Que de secrets non-dits ont encré le papier
D’images s’en venant peindre l’imaginaire ;
Que de notes naissant au dessus d’un clavier
Émaillent de beautés le silence ordinaire.


Par ce mot cachant tout, les secrets prolifèrent
Et quand les sentiments restent silencieux,
Ils croissent, sans un son, ou bien se désespèrent
De n’avoir pas clamé leurs mots délicieux.
Ne rendons pas le chut plaisant ou condamnable
Il abrège souvent l’excès de nos discours
Il fait partie des arts, se fait irremplaçable
Sert aux bruits de la ville, aux rumeurs de la cour.


Il sous-entend ce qui ne pourrait pas se dire
Sans troubler ou choquer un esprit délicat ;
Le chut est paravent du terrible, du pire,
Il apaise le temps, modère le climat.
Il conquit des pays et séduisit des rois,
Éblouit des amours de reine ou de bergère,
Cacha quelques complots, dissimula des fois,
Il est aussi constant qu’il peut être éphémère.


Il est des chut exquis, même des mémorables,
Des non-dits devenant agréable moment,
Où d’inutiles bruits deviennent contestables
Et où l’on entend tout, silencieusement.
Un chut apaisera le babil d’un enfant
Le menant au sommeil dans un tendre sourire ;
Il remplace les mots d’un cœur s’extasiant
De voir que le printemps sait toujours refleurir.


Le mutisme parfois émerveille l’humain
Quand il sait écouter l’admirable nature
Quand son bonheur n’a pas la crainte du demain,
Quand l’amour du prochain forge une paix qui dure.
Car le chut anticipe un mot immodéré,
Empêche que surgisse un désaccord soudain
Il conduit les esprits au calme pondéré
Jugeant avec raison sans haine ni dédain.

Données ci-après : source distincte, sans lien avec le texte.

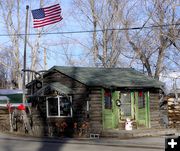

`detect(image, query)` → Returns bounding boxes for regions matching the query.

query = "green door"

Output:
[102,90,119,129]
[135,91,150,128]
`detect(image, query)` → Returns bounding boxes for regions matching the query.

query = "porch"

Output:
[100,128,177,139]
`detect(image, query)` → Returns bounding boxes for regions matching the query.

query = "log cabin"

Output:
[23,66,164,136]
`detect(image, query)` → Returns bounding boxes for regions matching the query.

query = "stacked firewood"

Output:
[168,97,180,128]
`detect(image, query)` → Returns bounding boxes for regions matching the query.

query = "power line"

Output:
[0,23,180,37]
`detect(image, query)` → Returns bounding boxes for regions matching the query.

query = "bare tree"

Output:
[124,0,179,79]
[74,0,126,67]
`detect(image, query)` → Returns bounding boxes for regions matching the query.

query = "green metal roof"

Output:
[48,66,164,88]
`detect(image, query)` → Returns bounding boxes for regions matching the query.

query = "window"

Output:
[104,90,112,109]
[46,96,72,117]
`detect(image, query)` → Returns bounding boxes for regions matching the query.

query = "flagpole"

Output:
[22,5,29,105]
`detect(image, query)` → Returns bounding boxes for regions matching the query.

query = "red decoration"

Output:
[18,104,26,111]
[139,91,143,97]
[104,91,111,97]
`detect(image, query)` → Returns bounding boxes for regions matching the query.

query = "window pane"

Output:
[60,97,71,116]
[48,98,58,116]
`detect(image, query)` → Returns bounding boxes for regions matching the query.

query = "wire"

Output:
[0,23,180,37]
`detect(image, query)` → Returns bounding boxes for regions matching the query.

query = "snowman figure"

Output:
[125,118,132,131]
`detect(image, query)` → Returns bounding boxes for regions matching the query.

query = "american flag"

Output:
[32,4,63,28]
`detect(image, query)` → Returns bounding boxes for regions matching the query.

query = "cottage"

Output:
[23,66,166,136]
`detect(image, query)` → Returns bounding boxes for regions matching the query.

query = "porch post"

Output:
[134,92,139,127]
[145,91,150,128]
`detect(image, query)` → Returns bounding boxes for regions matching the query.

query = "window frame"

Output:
[46,96,73,118]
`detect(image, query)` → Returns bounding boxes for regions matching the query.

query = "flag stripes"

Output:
[32,4,63,28]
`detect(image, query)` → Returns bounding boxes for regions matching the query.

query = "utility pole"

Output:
[44,48,47,70]
[21,5,33,135]
[22,5,29,105]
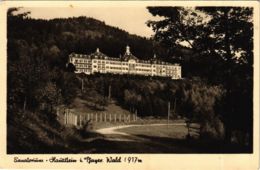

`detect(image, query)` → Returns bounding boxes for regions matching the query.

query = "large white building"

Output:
[69,46,181,79]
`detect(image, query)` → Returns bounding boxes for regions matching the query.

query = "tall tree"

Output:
[148,7,253,146]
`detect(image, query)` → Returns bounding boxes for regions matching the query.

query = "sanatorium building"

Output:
[69,46,181,79]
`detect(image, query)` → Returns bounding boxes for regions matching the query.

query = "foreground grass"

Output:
[118,125,188,139]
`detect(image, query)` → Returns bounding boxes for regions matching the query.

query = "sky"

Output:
[21,7,160,38]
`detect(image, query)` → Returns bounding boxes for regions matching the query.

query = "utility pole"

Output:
[108,84,111,100]
[81,78,84,93]
[173,98,177,119]
[167,101,171,128]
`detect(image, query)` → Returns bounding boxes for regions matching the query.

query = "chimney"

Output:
[125,45,131,55]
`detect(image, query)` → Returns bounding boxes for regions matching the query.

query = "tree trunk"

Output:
[23,96,27,111]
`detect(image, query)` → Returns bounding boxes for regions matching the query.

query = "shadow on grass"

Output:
[74,135,251,154]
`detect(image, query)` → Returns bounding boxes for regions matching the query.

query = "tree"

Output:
[148,7,253,144]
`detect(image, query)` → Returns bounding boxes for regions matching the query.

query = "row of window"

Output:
[71,59,180,69]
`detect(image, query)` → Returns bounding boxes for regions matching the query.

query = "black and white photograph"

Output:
[2,0,259,158]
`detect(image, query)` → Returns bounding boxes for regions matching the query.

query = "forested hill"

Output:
[8,16,179,67]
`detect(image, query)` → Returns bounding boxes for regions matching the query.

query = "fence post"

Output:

Si le silence est d’or, le chut ambassadeur
Est la gemme qui vient décorer son blason,
Comment imaginer sans ce prédécesseur
Les secrets retenus ou l’absence d’un son ?
Est-ce un arrêt brutal ou un délai subtil
Que donne ce mot-clé à la pensée de l’homme
Est-ce de la parole un provisoire exil
Ou bien de la raison le sage métronome ?


Voulez vous un secret ? Il est un chut exquis
C’est celui que l’amour propose de connaître,
C’est un geste si doux qu’il n’admet pas l’oubli
C’est un bonheur gravé dont le plaisir est maître :
En évitant tout mot qui serait inutile
C’est de la femme aimée un baiser qui s’en vient
Imposer à la bouche un silence fébrile,
Instant de paradis, indissoluble lien.